I've seen London come up in SFX a number of times.  If it were me, I would go through them.


----------



## HiDef (Jan 5, 2014)

" That's a 6 hour drive to Barcelona and then an 11 hour drive to Malaga. All this for a TS week on the Costa Del Sol, half of which will be taken up by travelling. Why not fly from London direct to Malaga?"

The reason we are going to Santander and not direct to Malaga or Barcelona is because we have family there and have to see them otherwise we'll never hear the end of it, plus Santander is quite a nice place.

From Santander we have options because RyanAir flys out of there and they also have a train station.  I just checked Ryanair to Malaga and it was $20.79 euros per person, so that's looking like a great option. 

Ryanair also flies from Malaga back to London, Stanstead for around $50 euros.  So that could be a great option because we'll be flying in and out of London.

I agree that 11 hours in a car with entire family on a foreign highway with 110 degree weather is not an option.  If we do end up driving from Santander we would definitely supplement with a hotel or two along the way if we didn't end up flying.

We have been so spoiled with timeshares I actually detest staying in hotels anymore but it's a necessary evil.

I appreciate everyone's advice.  Trips like this are challenging to set up because you never know what kind of exchanges you're going to get.  Also, once you commit to an exchange you're so limited in cancelling or changing it.


----------



## Pompey Family (Jan 5, 2014)

HiDef said:


> From Santander we have options because RyanAir flys out of there and they also have a train station.  I just checked Ryanair to Malaga and it was $20.79 euros per person, so that's looking like a great option.
> 
> Ryanair also flies from Malaga back to London, Stanstead for around $50 euros.  So that could be a great option because we'll be flying in and out of London.



Be very wary of Ryanair and their never ending hidden charges. What starts out at quite an attractive price soon mounts up as you work your way through the booking process, expect to pay a lot for hold luggage. I can't stand the airline, I flew once with them and vowed never to again not least because of their policy of flying with the bare minimum of fuel allowed which has resulted in several emergency landings due to being caught up in unexpected landing queues.

You may find that the train option is more favourable and certainly more enjoyable than driving.
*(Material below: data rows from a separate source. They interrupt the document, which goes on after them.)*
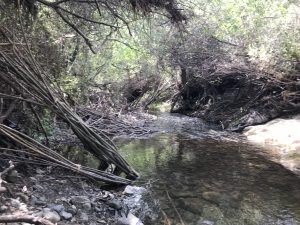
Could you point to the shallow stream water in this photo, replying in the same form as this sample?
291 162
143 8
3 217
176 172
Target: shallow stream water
199 176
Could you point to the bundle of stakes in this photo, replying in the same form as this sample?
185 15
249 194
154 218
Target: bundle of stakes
20 70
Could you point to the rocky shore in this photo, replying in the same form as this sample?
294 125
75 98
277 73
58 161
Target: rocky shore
281 138
63 198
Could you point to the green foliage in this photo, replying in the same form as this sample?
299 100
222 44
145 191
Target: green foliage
269 31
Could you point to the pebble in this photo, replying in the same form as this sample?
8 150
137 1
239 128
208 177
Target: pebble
3 208
84 217
2 189
57 208
15 203
13 176
129 220
72 209
65 215
82 202
52 216
23 197
37 187
115 204
131 190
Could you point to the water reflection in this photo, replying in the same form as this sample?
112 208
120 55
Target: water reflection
214 182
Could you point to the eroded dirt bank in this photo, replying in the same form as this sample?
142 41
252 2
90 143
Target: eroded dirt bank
280 137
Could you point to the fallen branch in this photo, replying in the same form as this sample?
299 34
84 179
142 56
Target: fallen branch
24 219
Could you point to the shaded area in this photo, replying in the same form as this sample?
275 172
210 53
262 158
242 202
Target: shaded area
215 182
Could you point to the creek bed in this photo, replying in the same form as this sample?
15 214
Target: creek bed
199 176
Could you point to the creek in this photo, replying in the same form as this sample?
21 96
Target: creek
197 175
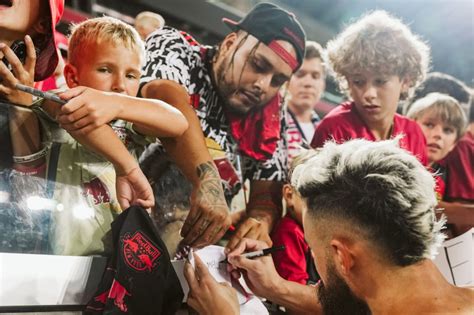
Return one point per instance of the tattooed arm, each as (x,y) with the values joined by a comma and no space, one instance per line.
(262,212)
(209,216)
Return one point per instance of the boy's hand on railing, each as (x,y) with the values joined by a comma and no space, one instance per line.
(21,73)
(133,188)
(87,109)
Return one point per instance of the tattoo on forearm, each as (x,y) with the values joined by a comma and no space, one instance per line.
(211,186)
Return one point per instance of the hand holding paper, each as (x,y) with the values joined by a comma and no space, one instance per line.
(206,295)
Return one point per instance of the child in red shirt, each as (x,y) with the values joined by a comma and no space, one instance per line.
(378,61)
(443,123)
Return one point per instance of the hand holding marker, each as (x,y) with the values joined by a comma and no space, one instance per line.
(258,253)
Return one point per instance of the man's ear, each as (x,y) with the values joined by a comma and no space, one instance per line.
(227,43)
(406,83)
(287,192)
(343,256)
(70,74)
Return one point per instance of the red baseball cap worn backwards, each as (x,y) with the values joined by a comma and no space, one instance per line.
(269,23)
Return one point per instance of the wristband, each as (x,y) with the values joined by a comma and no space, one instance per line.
(30,158)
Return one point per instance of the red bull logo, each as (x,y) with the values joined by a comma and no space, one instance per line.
(117,293)
(139,252)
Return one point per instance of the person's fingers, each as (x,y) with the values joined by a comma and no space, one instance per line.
(30,61)
(235,274)
(213,233)
(199,232)
(146,203)
(17,67)
(123,202)
(8,79)
(242,230)
(242,262)
(201,269)
(247,245)
(190,276)
(72,106)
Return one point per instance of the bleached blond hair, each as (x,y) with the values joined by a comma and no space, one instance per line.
(377,188)
(380,44)
(99,30)
(150,18)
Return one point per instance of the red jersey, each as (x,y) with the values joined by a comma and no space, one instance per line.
(344,123)
(292,263)
(459,166)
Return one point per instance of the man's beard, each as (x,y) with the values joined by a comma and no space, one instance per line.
(228,89)
(337,298)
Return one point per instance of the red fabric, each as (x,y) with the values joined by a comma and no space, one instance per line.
(460,169)
(259,132)
(290,263)
(343,123)
(440,188)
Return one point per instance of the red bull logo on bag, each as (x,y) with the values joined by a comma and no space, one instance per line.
(139,252)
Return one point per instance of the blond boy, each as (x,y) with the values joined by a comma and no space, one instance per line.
(146,22)
(443,122)
(103,113)
(377,61)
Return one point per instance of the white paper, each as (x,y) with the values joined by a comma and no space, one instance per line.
(460,259)
(212,256)
(27,279)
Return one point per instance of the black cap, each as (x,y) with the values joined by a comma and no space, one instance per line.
(268,23)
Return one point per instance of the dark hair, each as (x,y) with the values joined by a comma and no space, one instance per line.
(313,50)
(443,83)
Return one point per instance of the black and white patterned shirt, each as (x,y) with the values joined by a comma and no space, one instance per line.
(174,55)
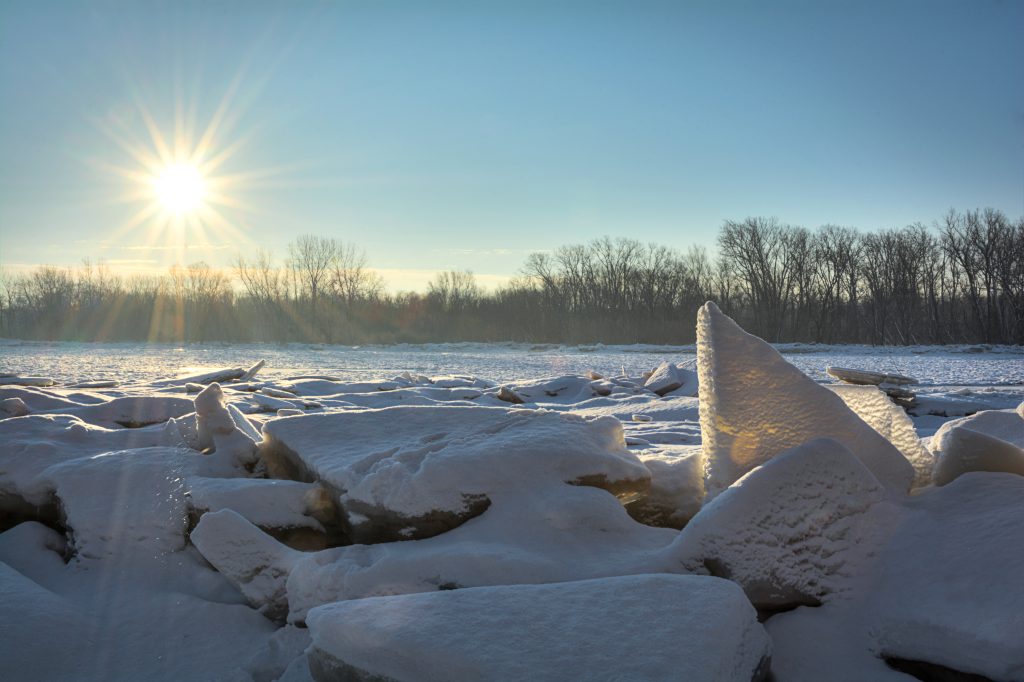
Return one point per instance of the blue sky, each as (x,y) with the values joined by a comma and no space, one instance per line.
(442,134)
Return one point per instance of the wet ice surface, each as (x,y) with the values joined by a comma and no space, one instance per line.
(129,363)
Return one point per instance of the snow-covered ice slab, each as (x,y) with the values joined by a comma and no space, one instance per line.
(785,531)
(990,440)
(133,411)
(637,628)
(30,444)
(670,378)
(124,502)
(943,589)
(556,533)
(866,378)
(410,472)
(676,485)
(754,405)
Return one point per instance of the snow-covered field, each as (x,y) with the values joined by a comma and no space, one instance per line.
(511,512)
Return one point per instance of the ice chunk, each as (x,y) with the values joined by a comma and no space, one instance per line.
(866,378)
(252,371)
(784,530)
(891,421)
(430,468)
(547,534)
(131,411)
(32,443)
(676,486)
(754,405)
(669,378)
(125,502)
(253,560)
(217,424)
(217,376)
(1006,425)
(961,450)
(568,389)
(634,628)
(267,503)
(13,407)
(96,383)
(943,589)
(27,381)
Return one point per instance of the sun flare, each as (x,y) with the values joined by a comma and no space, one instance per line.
(180,188)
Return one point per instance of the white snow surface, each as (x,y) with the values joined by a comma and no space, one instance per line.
(101,580)
(638,628)
(754,406)
(782,531)
(416,460)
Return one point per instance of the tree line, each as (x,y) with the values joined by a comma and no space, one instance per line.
(958,281)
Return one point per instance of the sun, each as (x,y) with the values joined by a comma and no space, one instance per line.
(180,188)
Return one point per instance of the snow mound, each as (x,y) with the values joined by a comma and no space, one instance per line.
(13,407)
(943,590)
(409,472)
(639,628)
(34,442)
(783,530)
(124,502)
(556,533)
(133,411)
(270,504)
(218,426)
(29,611)
(754,405)
(254,561)
(963,450)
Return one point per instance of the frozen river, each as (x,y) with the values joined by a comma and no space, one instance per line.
(941,366)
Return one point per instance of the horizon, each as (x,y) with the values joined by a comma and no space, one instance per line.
(464,137)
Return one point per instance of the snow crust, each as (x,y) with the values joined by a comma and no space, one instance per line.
(990,440)
(162,530)
(782,531)
(643,627)
(418,461)
(754,405)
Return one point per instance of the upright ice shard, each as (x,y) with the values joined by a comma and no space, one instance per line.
(754,405)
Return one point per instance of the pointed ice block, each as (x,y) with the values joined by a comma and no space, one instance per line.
(754,405)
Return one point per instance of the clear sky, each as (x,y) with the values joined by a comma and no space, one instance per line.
(466,134)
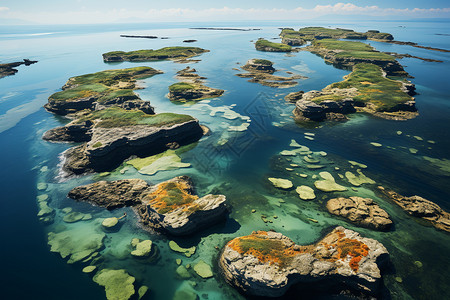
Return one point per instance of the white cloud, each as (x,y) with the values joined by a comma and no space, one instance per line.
(222,14)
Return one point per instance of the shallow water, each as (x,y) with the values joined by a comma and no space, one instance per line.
(238,168)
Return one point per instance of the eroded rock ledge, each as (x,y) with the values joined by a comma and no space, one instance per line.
(421,208)
(268,263)
(366,89)
(261,71)
(170,206)
(361,211)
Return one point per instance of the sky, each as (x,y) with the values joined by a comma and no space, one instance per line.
(112,11)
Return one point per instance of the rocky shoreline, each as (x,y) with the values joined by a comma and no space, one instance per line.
(171,206)
(9,69)
(113,123)
(268,263)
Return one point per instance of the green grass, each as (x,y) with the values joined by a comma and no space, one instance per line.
(260,44)
(118,117)
(180,87)
(101,85)
(159,54)
(353,49)
(264,62)
(373,87)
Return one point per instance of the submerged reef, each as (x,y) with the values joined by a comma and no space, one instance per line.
(366,89)
(266,46)
(421,208)
(361,211)
(261,71)
(112,122)
(9,68)
(171,206)
(172,53)
(267,263)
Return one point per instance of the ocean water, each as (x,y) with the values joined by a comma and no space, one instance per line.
(236,164)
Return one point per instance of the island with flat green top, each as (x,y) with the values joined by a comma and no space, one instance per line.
(297,38)
(267,46)
(112,122)
(366,89)
(167,53)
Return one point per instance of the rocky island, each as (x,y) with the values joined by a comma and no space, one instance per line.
(365,89)
(266,46)
(172,53)
(9,69)
(267,263)
(170,206)
(191,89)
(113,122)
(361,211)
(261,71)
(421,208)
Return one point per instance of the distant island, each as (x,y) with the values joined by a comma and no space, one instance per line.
(9,69)
(172,53)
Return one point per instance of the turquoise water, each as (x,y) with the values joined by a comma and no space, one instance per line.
(239,168)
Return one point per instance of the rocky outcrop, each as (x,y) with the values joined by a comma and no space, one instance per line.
(421,208)
(170,206)
(268,263)
(111,88)
(294,96)
(108,147)
(261,71)
(191,88)
(173,207)
(167,53)
(9,69)
(111,194)
(293,41)
(361,211)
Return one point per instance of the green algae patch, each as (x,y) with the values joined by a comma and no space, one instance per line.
(76,244)
(118,117)
(103,86)
(149,55)
(265,45)
(118,283)
(373,87)
(168,160)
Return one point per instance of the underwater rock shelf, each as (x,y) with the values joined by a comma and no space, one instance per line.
(112,122)
(170,206)
(267,263)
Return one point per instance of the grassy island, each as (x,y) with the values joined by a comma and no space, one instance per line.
(103,86)
(317,33)
(149,55)
(385,94)
(347,49)
(118,117)
(265,45)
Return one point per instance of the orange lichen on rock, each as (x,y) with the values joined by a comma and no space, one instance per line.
(169,196)
(265,249)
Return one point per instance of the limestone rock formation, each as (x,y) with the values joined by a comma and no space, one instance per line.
(173,207)
(361,211)
(421,208)
(268,263)
(170,206)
Also be aware that Stansted airport is not actually in London but in Essex and it takes a Google estimated 1 hr 10 mins to travel to Heathrow from there however this includes a trip on the living hell that is the M25 and who knows just how long that will add to your journey. You can get the train from Stansted but that will mean taking one to Liverpool St in London and then transferring to the Heathrow Express, not much fun with luggage and young children.

It's unlikely that you'll find a flight from Malaga to Heathrow, it'll usually be Gatwick, however transferring from Gatwick to Heathrow is much easier (I'm presuming you'll be flying home from Heathrow).

Personally, I'd rather pay that little bit more for convenience and less stress.


----------



## x3 skier (Jan 5, 2014)

Beaglemom3 said:


> WOW ! Great idea ! I always make a point to get to the Portobello or Camden
> markets. Never knew about this (and I've taken about 14-15 London trips) !
> 
> Thank you.



http://www.londonwaterbus.com/

Cheers


----------



## Beaglemom3 (Jan 5, 2014)

x3 skier said:


> http://www.londonwaterbus.com/
> 
> Cheers



  What a gem and what a keeper !


----------



## HiDef (Jan 5, 2014)

Waterbus and staying a few nights in the canal boat are definitely on the list.  Those were great tips.  Thanks so much.


----------